Two factors should dispel concern about mixing politics with adjudication if the President is permitted to remove agency officers, notably Commissioners, who now often review agency adjudication. First, such mixing already occurs. The intermingling of rulemaking and adjudication within independent agencies has already politicized the officers making the review. See, e.g., Association of Nat'l Advertisers v. FTC, 627 F.2d 1151 (D.C. Cir. 1979), cert. denied, 447 U.S. 921 (1980) (FTC Commissioner, former member of congressional committee staff, permitted to participate in agency rulemaking absent 'irreparably closed mind'). Also, courts have recognized the political components of adjudicatory decisions of some independent agencies, especially the NLRB. See NLRB v. Wyman-Gordon Co., 394 U.S. 759, 765 (1969) (plurality opinion); see also Scalia, supra note 43, at 407 n.252 (difference in policy component between rulemaking and adjudication not great).
Second, several options are open to those who wish to insulate agency adjudication from the presidential removal power. Congress can at least sometimes provide for decisions to be final below the agency head level. See J. MASHAW, supra note 46, at 202 (suggesting such a policy for disability claims). Congress can provide for Article III review directly from the ALJ level. Finally, Congress can adopt one of the various proposals for an Administrative Court. See B. SCHWARTZ, ADMINISTRATIVE LAW 322-23 (1976).

[FN117]. One significant lesson of both Humphrey's Executor and Myers, Administratrix v. United States (as the case is fully captioned) is in the titles. Suit for back pay is an unfulfilling remedy--one can literally die waiting for relief. Prospects of judicial relief may thus be less important in fights over removal than the perceptions of the political actors as to who has legitimate power to remove.

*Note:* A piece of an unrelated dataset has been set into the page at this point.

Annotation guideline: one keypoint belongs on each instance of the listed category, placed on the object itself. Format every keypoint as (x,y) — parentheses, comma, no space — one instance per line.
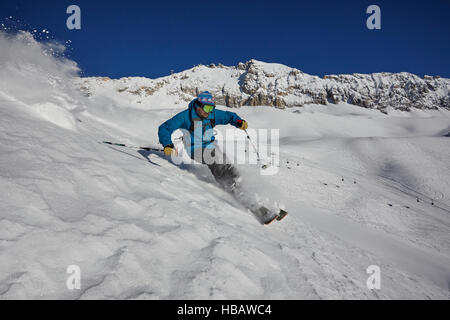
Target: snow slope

[FN118]. For instance, there are historical examples of executive branch officials, within the removal power of the President, who survived in office based on political support. See W. GELLHORN & C. BYSE, ADMINISTRATIVE LAW: CASES AND COMMENTS 132-33 (6th ed. 1974); L. FISHER, CONSTITUTIONAL CONFLICTS BETWEEN CONGRESS AND THE PRESIDENT 94-98 (1985).

[FN119]. The possibly high political cost of removing a Federal Reserve Board Chairman suggests that the effective independence of the Fed may not change very much after incorporation. Three additional arguments counteract any initial distaste for incorporation of the Fed. First, the change may not matter. The Fed has rarely departed from presidential policy for any length of time. Kilborn, Even the Upright Fed Can Sometimes Nod to Politics, N.Y. Times, June 19, 1983, § 4, at 4, col 3. Second, the change may not matter much. Any costs of incorporating the Fed may be outweighed by the benefits described elsewhere in this Note. Third, if the change matters, it may be for the best. Both Democrats and Republicans have noted the incongruity of a Fed that is accountable to the financial community rather than to elected officials. Hershey, The Fed Draws Fire From Many Fronts, N.Y. Times, Feb. 24, 1985, § 4, at 5, col. 1; Nichols, Remove the Freedom to Snub Congress, N.Y. Times, Aug. 7, 1983, § 3, at 2, col. 4.